On the summer morning of the second day of June at Europe House in The Hague together The European Commission to the Kingdom of the Netherlands with the Romanian Cultural Institute in Brussels hosted the event “Meet the author Claudiu M. Florian winner of the European Union Prize for Literature 2016”.

Romania Ambassador
H. E. Mrs. Ireny Comaroschi Ambassador of Romania to the Kingdom of the Netherlands.

The warm opening words by H. E. Mrs. Ireny Comaroschi Ambassador of Romania to the Netherlands in the presence of Mr. Pieter Jan Wolthers former Dutch ambassador to Romania from 2000 to 2005, took the public in general to the heart of her people in the audience who attentive enjoyed the author’s words:

“The prize took me by surprise and motivated me further although I’ve been already motivated since writing this work … It’s my second time in Holland as the first one was during my masters degree long time ago”, remarked Florian who emotively highlighted how impressed he was by the plaster he used to fix his wall during his student’s life.

 “It’s was made in Holland”, he remembered a young Florian thought in his first contact with today’s host country.

The interview by Mr. Robert Adam Director of the Romanian Cultural Institute in Brussels further set the audience in the ethnic melting pot life in Transylvania of the author’s culturally and politically challenging novel; of a young boy’s story whose monologue carves out Romanian attitudes and beliefs with a soul-binding narrative that unfolded on every page. 

“I didn’t understand or realised I was growing up multiculturally until arriving to Bucharest. More precisely that happened after returning home from school … it was when everything appeared different to me”, said the author, “I even had a double foreign accent”, exclaimed in reference to the accents he ended absorbing from both: Romanians in Transylvania and those in Bucharest.
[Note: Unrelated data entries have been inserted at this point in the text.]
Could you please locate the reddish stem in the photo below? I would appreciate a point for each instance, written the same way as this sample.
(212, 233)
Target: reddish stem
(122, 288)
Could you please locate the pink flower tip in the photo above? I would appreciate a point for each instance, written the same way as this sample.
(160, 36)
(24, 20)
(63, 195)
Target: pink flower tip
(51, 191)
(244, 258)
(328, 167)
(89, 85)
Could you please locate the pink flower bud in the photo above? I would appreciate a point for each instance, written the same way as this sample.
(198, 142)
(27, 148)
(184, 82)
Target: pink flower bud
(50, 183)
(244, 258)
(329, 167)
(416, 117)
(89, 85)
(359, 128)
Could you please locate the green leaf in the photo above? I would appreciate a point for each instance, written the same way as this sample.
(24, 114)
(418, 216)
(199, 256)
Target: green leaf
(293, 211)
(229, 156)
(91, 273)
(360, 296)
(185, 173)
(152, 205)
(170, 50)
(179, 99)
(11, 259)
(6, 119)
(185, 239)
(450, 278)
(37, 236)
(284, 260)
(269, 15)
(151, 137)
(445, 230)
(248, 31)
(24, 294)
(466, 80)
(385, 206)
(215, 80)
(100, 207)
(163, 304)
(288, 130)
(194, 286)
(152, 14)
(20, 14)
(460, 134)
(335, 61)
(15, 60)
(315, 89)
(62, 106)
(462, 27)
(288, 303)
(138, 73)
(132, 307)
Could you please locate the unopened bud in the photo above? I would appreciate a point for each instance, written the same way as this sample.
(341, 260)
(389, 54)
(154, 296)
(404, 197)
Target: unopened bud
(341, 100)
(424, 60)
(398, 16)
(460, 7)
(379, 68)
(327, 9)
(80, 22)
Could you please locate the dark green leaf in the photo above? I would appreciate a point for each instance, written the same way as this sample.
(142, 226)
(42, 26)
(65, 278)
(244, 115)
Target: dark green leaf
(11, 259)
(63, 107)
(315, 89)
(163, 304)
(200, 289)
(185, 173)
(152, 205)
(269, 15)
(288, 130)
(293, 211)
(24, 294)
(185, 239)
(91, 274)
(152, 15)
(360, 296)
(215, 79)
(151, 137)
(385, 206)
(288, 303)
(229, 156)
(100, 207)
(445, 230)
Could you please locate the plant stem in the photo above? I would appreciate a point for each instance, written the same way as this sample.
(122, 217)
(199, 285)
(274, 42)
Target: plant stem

“I laughed when I heard my accent in a recording”, with a spark of nostalgia stressed the author further.

The Ages of the Game — Citadel Street (2012) is Florian’s work where he gives life to the memories of his childhood taking readers to 1973 multiethnic and multilingual Transylvania.

Next door, Emerich’s grandmother is particularly skilled whenever she drops by, promptly turning to German with Grandma, to Romanian with Grandpa, and to fiddling-faddling with me. The fact that Hungarian sounds as awkward as can be – the same goes for Saxon – is no reason why people shouldn’t get on together immediately, since everyone speaking all those tongues is equally apt, as are we all whenever we find ourselves in foreign company, to jump without respite up the common tricycle of Romanian, always at hand.

Weaving in and out of Florian’s story are both of the boy’s grandparents with his relatives living in Germany, and his parents between Bucharest and Iași. From uncles, aunts, neighbours, to the falcons chasing the mice, the different radios —one red and one black— speaking different important words about the Russians, Americans or the Vietnamese signs of maximum appreciation, we learn who is winning and who is loosing, and of the fate of the people in the labyrinthine road the boy’s family walk.

The languages that come together here let no one go away unenlightened. Any brief encounter in the street and any welcoming in a shared language brings up fresh knowledge as to the other person’s how-and-why. Not everybody speaks German, nor Saxon, nor Hungarian, yet they all speak Romanian.

Last remarks from the author about that boy in Transilvania, were those of the different TV shows in Hungarian and German languages; the different religious preachers; and the feeling of belonging and of how everyone living in the Transylvania of those days knew they belong there.

There was a module for questions and answers before wrapping up the event where the audience enthusiastically asked the author about the political language stand of his work’s German translation to his mother’s role during those days.